— Слушай, я так обязан тебе… — и тут замялся, вдруг осознав, что не знает имени Дудко.
— Дмитрий. Друзьям можно просто — Митя, — подсказал Дудко, лукаво покосился на Одуванчика и продолжал: — Между прочим, имею просьбу. Хочу, чтобы ты подарил мне одну штуковину.
— Считай, что та штуковина уже твоя.
Дудко кивнул Одуванчику, тот исчез на несколько минут и явился… с выходным кителем Максима. Но в каком виде был он, этот китель! Весь изрешечен осколками!
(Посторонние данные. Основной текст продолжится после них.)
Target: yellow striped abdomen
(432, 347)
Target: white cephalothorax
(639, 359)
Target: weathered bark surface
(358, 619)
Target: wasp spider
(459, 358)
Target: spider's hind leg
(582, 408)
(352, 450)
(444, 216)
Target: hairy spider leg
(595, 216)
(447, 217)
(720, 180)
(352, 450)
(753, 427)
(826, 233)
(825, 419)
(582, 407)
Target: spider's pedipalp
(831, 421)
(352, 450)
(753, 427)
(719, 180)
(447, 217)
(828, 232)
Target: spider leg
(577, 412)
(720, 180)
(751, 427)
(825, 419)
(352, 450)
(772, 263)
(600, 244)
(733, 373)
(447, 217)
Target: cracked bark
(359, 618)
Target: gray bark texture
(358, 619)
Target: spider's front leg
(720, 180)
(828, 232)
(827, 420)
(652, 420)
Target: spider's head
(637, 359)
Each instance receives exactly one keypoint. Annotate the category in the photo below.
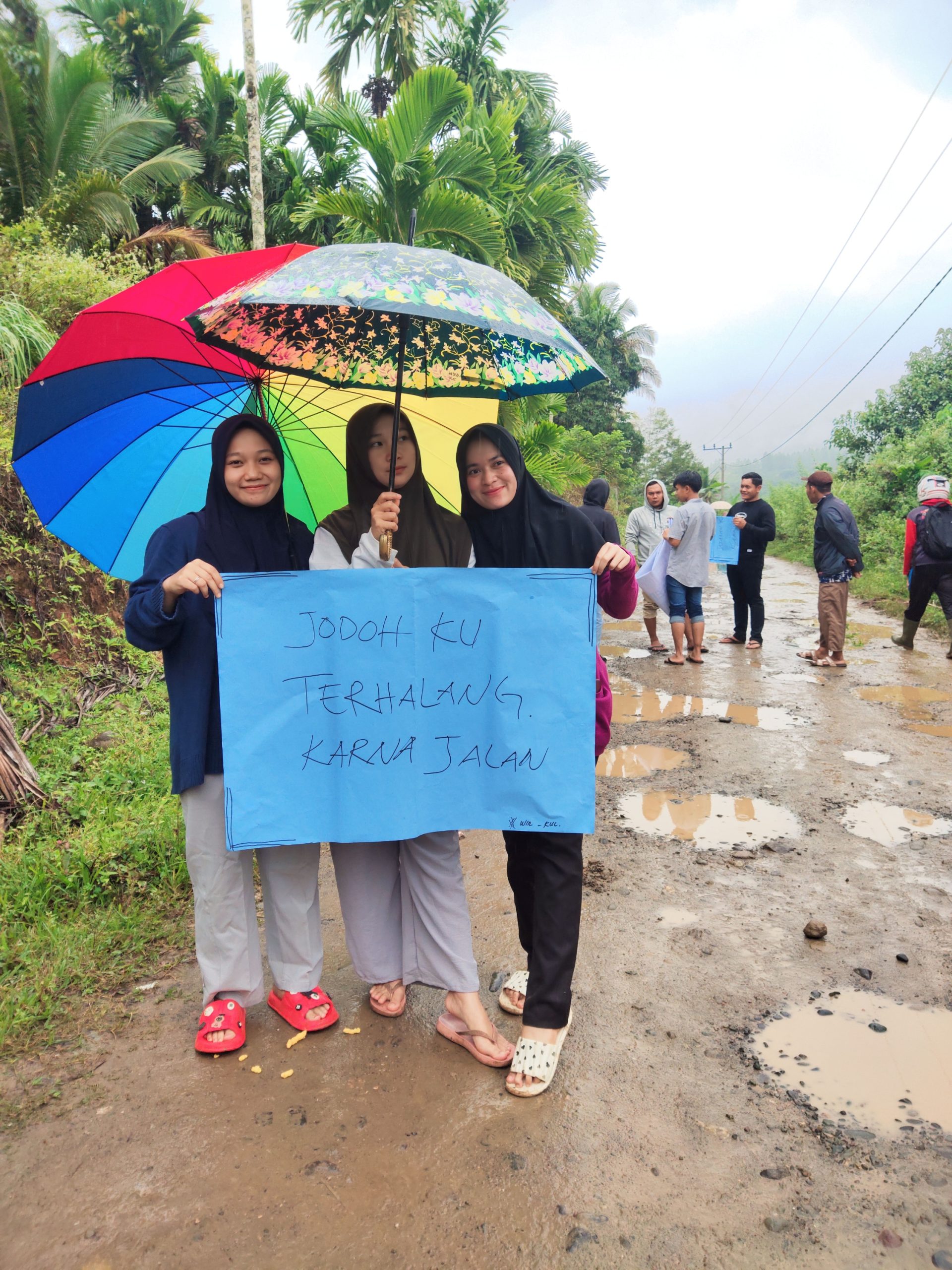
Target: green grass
(93, 888)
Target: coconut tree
(150, 45)
(73, 150)
(412, 163)
(389, 31)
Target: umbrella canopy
(114, 429)
(334, 317)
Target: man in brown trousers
(837, 559)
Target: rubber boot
(905, 639)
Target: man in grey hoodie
(642, 536)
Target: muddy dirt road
(667, 1142)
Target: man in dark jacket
(758, 526)
(837, 559)
(593, 505)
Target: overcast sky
(743, 139)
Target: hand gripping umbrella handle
(386, 539)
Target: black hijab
(239, 539)
(536, 530)
(429, 536)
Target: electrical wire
(843, 342)
(849, 237)
(860, 371)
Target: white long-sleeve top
(327, 554)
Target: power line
(843, 342)
(842, 295)
(861, 369)
(849, 237)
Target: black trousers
(545, 873)
(744, 581)
(928, 581)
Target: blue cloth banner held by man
(386, 705)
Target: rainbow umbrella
(114, 429)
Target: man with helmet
(928, 557)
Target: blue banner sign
(380, 704)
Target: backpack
(936, 532)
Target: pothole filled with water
(622, 651)
(633, 702)
(640, 760)
(892, 826)
(866, 1060)
(709, 821)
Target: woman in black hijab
(404, 901)
(518, 525)
(593, 505)
(241, 529)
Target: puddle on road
(892, 826)
(633, 702)
(673, 919)
(931, 729)
(640, 760)
(866, 631)
(709, 821)
(895, 1082)
(629, 624)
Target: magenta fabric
(617, 595)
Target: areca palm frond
(150, 44)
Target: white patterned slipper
(520, 982)
(540, 1060)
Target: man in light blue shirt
(690, 536)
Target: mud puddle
(709, 821)
(633, 702)
(892, 826)
(870, 1061)
(640, 760)
(674, 919)
(622, 651)
(931, 729)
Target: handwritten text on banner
(371, 705)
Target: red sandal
(294, 1008)
(221, 1016)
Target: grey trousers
(405, 911)
(226, 924)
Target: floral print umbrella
(336, 316)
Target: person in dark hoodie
(241, 529)
(837, 559)
(593, 505)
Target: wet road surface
(676, 1135)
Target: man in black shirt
(757, 525)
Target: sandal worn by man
(294, 1008)
(455, 1029)
(537, 1058)
(517, 982)
(221, 1016)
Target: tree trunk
(18, 781)
(254, 128)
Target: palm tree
(389, 30)
(150, 45)
(73, 150)
(472, 42)
(413, 164)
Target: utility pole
(722, 448)
(254, 128)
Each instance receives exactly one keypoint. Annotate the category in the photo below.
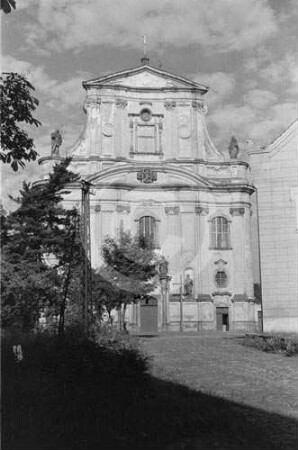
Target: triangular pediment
(145, 77)
(153, 176)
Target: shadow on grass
(78, 396)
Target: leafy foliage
(17, 106)
(129, 272)
(40, 248)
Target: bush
(288, 346)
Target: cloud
(282, 74)
(221, 85)
(69, 92)
(259, 98)
(248, 123)
(225, 25)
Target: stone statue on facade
(188, 286)
(163, 268)
(56, 141)
(234, 148)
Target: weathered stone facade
(275, 174)
(147, 153)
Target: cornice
(280, 141)
(195, 161)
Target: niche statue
(234, 148)
(163, 268)
(188, 286)
(56, 141)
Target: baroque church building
(153, 169)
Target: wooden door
(149, 316)
(222, 319)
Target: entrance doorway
(222, 319)
(149, 316)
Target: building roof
(279, 140)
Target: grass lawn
(75, 396)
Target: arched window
(220, 233)
(221, 278)
(147, 230)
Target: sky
(245, 50)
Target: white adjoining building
(154, 170)
(275, 175)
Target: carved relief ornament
(172, 210)
(170, 104)
(123, 208)
(202, 210)
(121, 103)
(147, 176)
(237, 211)
(200, 105)
(92, 100)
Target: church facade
(153, 169)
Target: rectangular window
(146, 135)
(220, 233)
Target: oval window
(145, 115)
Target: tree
(41, 248)
(17, 106)
(129, 272)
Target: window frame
(153, 238)
(220, 233)
(226, 279)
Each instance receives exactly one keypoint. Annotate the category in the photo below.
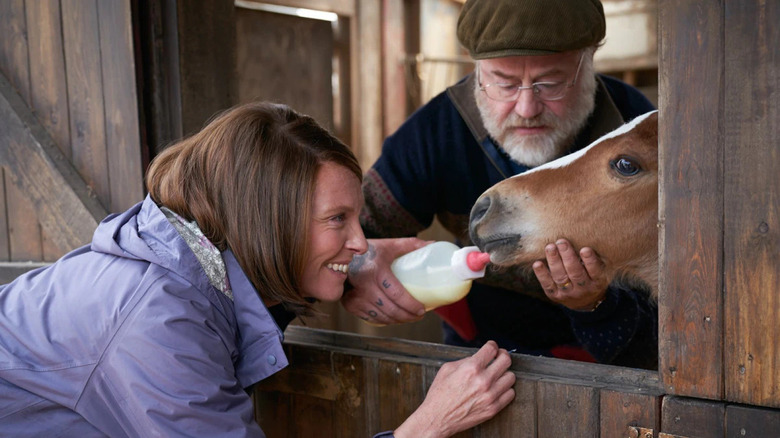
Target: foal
(604, 196)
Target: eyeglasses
(542, 90)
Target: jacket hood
(144, 233)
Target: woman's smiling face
(335, 235)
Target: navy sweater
(438, 163)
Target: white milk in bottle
(440, 273)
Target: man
(533, 97)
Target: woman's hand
(464, 394)
(377, 296)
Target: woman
(158, 326)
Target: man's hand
(378, 297)
(576, 281)
(463, 394)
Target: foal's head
(604, 196)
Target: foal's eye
(625, 166)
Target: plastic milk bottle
(440, 273)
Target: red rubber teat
(476, 261)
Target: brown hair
(247, 179)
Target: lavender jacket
(127, 337)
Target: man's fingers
(592, 262)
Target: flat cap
(498, 28)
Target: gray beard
(534, 150)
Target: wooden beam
(691, 148)
(67, 208)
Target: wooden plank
(691, 147)
(751, 422)
(66, 208)
(341, 7)
(81, 37)
(436, 354)
(367, 82)
(692, 418)
(620, 409)
(158, 45)
(275, 413)
(567, 410)
(350, 412)
(48, 87)
(286, 59)
(5, 244)
(751, 206)
(123, 142)
(342, 100)
(401, 391)
(394, 99)
(21, 233)
(47, 71)
(207, 60)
Глянул Максим на китель и вспомнил, что еще в самом начале боя один из вражеских снарядов, угодил точно в его командирскую каюту, разорвался там. Пробоина оказалась выше ватерлинии, ее наскоро заделали, чтобы волны не заплескивали, а на целость имущества лейтенанта внимания и не обратили, что вполне естественно в горячке боя; скорее всего, уже сегодня, пока он, Максим, был в штабе дивизиона, матросы и обнаружили это чудо.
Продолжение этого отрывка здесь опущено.